Так за разговорами пара объехала парк, передала лошадей Роджеру и вернулась к дому.
По дороге в свою комнату Юля и Роберт встретили Эдварда.
— Зайдите ко мне на минутку.
— Отец, извини, но я позже приду, мне нужно сделать несколько звонков, — Роберт подвел к нему Юлю. — Оставляю тебе принцессу.
— С удовольствием забираю, — рассмеялся тот. — Пойдем, дорогая. Роберт, принеси ваши документы, пожалуйста.
Они вошли в уже знакомый кабинет.
— Мои поздравления, — Эдвард, присел рядом с Юлей на диван. — Если честно, я очень переживал за этот обед, но ты сделала сегодня мой день! Сестры в восторге от тебя. У них есть одно слабое место: они заядлые театралки. Тебе Роберт рассказал про их хобби?
— Нет, — Юля чуть отодвинулась от него, — это был чистой воды экспромт. Я пыталась вытянуть из него хоть какую-нибудь информацию, но тщетно.
— Вы были бесподобны и очень органичны, — похвалил Эдвард. — Твоя сцена с платком напомнила мне о моэмовском «Театре».
— Ты же в курсе, это одна из моих любимых книг, — улыбнулась Юля, — но, честно говоря, в тот момент я о ней не подумала. Видимо, сработало подсознание. Я была больше сосредоточена на тексте.
Эдвард поцеловал ей руку.
— Сегодня вы остаетесь здесь ночевать. Впереди ужин. Ты взяла с собой переодеться: нарядное платье или что-нибудь в этом духе?
— Нет, на торжественный ужин мы не рассчитывали, если честно, — Юля судорожно соображала, куда бы рвануть за платьем.
Эдвард внимательно посмотрел на нее.
— Я не знаю, как ты отнесешься к моему предложению, — он встал и протянул ей руку, — пойдем со мной.
Они прошли в конец коридора, и Эдвард открыл ключом последнюю дверь.
— Прошу, — с придыханием произнес он, пропуская ее вперед. — Комнату Элизабет я держу закрытой. Ты первая женщина, переступающая сей порог за многие годы. Только прислуге позволено поддерживать здесь чистоту.
Юля с трепетом в груди переступила порог и огляделась. На нее повеяло теплом и домашним уютом. Она подошла к полке, на которой были расставлены фотографии.
— Я хочу посмотреть ваш семейный архив. Можно? — повернулась она к Эдварду.
Уголки губ его дрогнули, и он достал альбом в кожаном переплете.
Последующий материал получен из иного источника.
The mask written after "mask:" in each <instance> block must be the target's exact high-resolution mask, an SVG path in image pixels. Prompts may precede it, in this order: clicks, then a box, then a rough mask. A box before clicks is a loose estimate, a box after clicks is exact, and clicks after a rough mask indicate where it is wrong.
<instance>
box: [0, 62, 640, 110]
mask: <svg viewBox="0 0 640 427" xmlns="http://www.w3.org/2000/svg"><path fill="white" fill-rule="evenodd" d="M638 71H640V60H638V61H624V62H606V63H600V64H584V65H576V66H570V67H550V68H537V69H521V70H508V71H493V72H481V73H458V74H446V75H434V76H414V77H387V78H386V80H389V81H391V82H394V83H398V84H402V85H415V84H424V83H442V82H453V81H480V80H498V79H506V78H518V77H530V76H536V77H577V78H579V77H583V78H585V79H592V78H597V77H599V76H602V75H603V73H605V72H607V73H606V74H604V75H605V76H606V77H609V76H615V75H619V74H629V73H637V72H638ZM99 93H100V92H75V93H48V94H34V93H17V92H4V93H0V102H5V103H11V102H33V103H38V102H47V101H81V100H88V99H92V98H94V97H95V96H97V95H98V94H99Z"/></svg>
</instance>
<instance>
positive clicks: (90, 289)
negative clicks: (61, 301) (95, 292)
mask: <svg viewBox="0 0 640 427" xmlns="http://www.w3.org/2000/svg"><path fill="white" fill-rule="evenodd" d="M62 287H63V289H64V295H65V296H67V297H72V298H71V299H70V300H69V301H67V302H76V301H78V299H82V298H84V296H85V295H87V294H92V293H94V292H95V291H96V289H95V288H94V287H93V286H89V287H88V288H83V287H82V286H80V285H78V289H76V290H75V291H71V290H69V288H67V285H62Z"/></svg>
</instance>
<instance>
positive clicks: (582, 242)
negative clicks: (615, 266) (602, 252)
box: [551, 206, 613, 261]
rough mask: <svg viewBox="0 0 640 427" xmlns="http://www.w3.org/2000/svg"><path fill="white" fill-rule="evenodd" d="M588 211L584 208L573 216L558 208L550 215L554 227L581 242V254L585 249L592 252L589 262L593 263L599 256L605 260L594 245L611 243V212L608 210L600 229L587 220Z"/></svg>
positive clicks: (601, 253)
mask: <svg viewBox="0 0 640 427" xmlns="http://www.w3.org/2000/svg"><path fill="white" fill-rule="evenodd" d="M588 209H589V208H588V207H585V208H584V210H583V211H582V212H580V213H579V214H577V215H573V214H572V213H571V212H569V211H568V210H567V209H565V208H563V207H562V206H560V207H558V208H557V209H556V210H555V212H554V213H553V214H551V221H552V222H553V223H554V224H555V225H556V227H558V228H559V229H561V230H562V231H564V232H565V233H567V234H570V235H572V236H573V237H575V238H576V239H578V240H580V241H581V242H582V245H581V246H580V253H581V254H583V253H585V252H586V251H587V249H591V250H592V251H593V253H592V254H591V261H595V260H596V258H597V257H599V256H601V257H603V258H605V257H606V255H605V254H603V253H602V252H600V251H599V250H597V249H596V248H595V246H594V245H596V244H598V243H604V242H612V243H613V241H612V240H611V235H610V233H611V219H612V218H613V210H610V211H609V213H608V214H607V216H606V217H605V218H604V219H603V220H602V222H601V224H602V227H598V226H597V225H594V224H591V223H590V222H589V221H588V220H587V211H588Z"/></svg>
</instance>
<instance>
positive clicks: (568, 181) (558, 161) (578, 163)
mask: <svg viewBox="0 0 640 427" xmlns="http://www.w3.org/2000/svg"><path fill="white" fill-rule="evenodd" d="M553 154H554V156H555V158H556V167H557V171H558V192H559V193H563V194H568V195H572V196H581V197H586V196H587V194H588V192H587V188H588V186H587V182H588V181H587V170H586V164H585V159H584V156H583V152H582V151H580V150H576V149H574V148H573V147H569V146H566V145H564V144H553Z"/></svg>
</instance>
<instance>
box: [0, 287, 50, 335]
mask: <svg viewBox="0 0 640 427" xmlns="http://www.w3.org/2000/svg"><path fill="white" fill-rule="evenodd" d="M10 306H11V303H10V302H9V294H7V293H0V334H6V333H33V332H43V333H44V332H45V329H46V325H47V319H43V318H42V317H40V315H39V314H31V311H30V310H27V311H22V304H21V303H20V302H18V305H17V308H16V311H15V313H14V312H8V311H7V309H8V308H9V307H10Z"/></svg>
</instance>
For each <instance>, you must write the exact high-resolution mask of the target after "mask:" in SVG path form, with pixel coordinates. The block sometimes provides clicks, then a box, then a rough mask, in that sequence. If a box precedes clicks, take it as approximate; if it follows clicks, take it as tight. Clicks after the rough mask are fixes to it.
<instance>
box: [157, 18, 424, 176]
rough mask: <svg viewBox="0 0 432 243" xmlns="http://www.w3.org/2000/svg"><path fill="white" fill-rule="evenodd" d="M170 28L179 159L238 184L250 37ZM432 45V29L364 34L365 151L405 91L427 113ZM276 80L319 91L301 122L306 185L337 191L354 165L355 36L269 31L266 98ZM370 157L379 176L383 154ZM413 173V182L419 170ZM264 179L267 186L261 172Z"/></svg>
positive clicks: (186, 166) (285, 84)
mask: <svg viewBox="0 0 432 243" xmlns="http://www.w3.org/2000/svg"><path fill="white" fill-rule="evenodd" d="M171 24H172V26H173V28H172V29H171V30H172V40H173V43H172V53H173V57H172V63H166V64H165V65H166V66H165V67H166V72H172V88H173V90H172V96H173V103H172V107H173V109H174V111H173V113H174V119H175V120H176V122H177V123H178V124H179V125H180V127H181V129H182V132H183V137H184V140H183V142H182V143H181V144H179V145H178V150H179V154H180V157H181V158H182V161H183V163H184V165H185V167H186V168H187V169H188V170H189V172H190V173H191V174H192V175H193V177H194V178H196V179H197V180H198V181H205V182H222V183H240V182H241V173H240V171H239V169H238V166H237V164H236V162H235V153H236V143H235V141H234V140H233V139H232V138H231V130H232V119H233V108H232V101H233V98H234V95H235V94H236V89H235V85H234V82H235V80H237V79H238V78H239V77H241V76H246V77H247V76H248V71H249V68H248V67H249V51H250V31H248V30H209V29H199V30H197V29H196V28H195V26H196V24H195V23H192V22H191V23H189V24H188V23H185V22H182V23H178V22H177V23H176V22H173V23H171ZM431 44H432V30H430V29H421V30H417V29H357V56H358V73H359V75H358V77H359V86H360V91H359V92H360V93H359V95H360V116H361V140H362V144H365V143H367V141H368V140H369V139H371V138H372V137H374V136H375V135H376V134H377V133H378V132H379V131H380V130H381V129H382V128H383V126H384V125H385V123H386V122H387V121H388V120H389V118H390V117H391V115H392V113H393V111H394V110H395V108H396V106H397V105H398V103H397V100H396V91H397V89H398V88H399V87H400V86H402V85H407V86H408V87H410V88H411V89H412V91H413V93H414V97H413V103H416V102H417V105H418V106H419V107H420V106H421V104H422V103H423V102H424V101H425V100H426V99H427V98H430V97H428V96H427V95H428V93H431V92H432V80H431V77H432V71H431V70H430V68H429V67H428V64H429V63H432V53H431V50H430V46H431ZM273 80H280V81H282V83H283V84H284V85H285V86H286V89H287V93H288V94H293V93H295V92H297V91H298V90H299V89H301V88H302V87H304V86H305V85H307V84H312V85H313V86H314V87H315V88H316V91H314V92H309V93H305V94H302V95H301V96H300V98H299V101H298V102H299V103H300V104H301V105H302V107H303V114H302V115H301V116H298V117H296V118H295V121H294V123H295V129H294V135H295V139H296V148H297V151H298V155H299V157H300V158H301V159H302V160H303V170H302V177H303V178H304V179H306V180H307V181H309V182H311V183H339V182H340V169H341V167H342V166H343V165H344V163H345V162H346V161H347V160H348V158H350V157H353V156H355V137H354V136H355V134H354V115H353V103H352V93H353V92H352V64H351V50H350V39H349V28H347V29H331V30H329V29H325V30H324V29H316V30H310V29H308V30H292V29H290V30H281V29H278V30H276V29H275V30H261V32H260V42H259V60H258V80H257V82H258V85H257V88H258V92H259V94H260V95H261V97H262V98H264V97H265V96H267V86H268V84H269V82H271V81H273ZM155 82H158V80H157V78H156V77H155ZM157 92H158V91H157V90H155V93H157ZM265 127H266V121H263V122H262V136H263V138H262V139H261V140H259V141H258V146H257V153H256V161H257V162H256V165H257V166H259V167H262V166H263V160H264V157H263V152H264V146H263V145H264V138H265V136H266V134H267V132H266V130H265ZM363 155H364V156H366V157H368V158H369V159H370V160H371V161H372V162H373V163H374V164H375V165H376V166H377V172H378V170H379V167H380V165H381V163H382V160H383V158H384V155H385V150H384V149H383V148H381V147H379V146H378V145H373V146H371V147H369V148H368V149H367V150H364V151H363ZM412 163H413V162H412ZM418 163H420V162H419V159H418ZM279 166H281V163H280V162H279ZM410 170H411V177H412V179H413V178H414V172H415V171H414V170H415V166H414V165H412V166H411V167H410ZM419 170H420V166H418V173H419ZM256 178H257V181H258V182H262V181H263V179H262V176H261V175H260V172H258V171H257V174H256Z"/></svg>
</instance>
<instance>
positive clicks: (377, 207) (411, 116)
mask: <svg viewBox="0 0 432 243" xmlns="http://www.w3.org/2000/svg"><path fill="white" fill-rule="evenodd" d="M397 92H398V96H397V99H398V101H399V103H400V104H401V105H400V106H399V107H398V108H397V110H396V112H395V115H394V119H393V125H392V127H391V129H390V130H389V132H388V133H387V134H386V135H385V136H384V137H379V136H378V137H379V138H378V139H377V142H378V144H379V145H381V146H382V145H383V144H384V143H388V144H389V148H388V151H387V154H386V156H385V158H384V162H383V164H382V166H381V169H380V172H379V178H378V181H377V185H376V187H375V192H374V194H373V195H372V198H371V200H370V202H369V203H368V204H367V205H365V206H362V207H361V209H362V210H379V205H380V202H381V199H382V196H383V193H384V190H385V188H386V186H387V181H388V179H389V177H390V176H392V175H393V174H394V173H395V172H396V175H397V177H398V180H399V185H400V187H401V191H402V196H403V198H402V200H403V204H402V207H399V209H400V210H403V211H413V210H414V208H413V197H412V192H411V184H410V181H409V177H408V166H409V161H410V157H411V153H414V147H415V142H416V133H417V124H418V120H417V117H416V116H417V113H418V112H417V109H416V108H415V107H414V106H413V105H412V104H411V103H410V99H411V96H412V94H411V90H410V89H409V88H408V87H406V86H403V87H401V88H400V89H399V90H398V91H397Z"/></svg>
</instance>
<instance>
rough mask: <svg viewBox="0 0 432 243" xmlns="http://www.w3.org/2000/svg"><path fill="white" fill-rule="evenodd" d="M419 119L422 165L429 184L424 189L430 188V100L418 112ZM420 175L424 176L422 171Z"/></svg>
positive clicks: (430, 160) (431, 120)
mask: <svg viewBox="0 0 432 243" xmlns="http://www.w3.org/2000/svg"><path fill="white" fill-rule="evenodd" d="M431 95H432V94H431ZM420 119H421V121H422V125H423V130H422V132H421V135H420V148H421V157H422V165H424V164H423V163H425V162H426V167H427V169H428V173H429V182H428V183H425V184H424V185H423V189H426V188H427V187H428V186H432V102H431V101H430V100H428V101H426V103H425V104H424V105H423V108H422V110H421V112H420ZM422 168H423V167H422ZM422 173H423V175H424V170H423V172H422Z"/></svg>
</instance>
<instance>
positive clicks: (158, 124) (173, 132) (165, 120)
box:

Они сели на кровать и погрузились в историю семьи Фарреллов. Эдвард с жаром делился с Юлей тем, что вряд ли рассказывают посторонним людям. Она слушала и не перебивала. Ее забавляли фотографии Роберта в ползунках, шортах, на велосипеде, в обнимку с собакой, но изображения тридцатилетнего Эдварда притягивали ее взгляд как магнит.
— Джулия, — он захлопнул альбом, когда они дошли до последней страницы. — я не знаю, удобно ли просить тебя об этом, но можешь надеть сегодня к ужину одно из платьев Элизабет? Они все коллекционные. Я думаю, тебе что-нибудь понравится.
— Как к этому отнесутся другие члены семьи? — Юля меньше бы удивилась, предложи он ей сейчас руку и сердце.
— Не переживай, это я возьму на себя. Так ты согласна? — в его голосе слышалась надежда.
Разве могла она ему отказать?
— Хорошо. Я исполню твое желание.
Эдвард подошел к гардеробной и распахнул ее.
— Я оставлю тебя на некоторое время, — глаза его сияли. — Спасибо за то, что ты есть.
Эдвард вышел из комнаты.
Юля села на кровать и снова открыла альбом. Она искала страницу с фотографиями последнего дня рождения Элизабет.
— Прости меня, — обратилась Юля к ее изображению, — я заняла твое место в доме и в сердцах твоих мужчин. Но им очень одиноко.